Когда я в последний раз навещала Эмму, она сидела на кровати, погруженная в себя, и бесчисленными «да-да» одобряла все, что бы я ни говорила. Даже когда ей, в сущности, следовало сказать «нет», она кротко и бездумно кивала, словно беседовала с каким-то другим, неизвестным мне человеком, чьи ответы — так мне показалось — я по ошибке взяла на себя.
Существует много возможностей убить время, размышляет Рита, но цель у всех одна и та же — не ждать ничего определенного, а втайне надеяться на все, что только возможно. Человек сбрасывает с себя нетерпение, становится спокойным и не злится.
Светит солнце, молодые папаши катают детей на велосипедах. В Рессель-парке какая-то пожилая дама старательно вытирает скамейку. Рита раздумывает, не подсесть ли к ней, но потом идет дальше мимо писающих собак и воркующих голубей. Любители кататься на скейтбордах используют главный вход в церковь Св. Карла как трамплин и грохочут вниз по ступеням. В Венеции они брали разбег на мостах и мчались по улочкам или пересекали площади, останавливаясь возле неработающих фонтанов. По утрам на них бранились пенсионеры, шедшие за покупками, вечером пронзительно кричали матери в страхе за своих малышей.

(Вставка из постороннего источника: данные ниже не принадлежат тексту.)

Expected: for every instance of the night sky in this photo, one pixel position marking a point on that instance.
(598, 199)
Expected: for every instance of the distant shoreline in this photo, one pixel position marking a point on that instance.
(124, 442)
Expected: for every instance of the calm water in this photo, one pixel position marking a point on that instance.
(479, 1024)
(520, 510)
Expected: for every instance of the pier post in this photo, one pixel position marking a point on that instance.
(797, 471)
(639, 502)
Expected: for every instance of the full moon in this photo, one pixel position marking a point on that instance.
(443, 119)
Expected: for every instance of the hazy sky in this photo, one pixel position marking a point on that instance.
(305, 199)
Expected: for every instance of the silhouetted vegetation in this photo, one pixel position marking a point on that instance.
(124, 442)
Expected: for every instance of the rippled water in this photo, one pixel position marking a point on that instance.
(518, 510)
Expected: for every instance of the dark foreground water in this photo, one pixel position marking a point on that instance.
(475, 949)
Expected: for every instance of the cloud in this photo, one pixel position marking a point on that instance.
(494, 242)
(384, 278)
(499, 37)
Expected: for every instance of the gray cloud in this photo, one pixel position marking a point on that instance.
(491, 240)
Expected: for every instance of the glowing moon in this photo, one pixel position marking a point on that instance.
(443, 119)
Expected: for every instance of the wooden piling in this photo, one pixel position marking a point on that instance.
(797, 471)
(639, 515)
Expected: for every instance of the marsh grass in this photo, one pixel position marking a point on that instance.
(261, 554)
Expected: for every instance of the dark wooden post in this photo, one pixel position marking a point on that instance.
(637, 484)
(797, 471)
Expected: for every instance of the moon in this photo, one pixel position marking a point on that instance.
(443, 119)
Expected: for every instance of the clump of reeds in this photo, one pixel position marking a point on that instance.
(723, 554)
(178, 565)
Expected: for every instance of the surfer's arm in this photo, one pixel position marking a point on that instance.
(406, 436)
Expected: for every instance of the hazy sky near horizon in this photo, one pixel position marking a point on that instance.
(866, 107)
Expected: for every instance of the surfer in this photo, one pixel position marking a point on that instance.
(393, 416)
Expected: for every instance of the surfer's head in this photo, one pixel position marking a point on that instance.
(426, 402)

Рита идет обратно, кивает давешней даме и садится рядом с ней на чистую скамейку. Напротив стоят молодые люди, разговаривают по-турецки и курят. Дама молчит, только беспокойно ерзает по скамейке и качает головой; когда турки удаляются в сторону метро, она начинает громко ругаться. Раньше, говорит она, все было иначе. Раньше, думает Рита, у тебя был только страх, теперь к нему прибавилась старость, вынести и то и другое вместе почти невозможно. Не прощаясь, Рита поднимается и уходит.
В сотне метров от скамейки несколько девочек построились в круг, самая рослая их пересчитывает. Какой-то подросток долго болтает связкой ключей, пока не вешает ее на руль своего велосипеда. Другой обламывает ветки с куста. Девчонкой я со злости на отца ходила в лес, чтобы обрывать верхушки у только что посаженных деревьев. Однажды он влепил мне пощечину за то, что я мимоходом отломила плодоносную ветку ели — просто со скуки и без всякого умысла.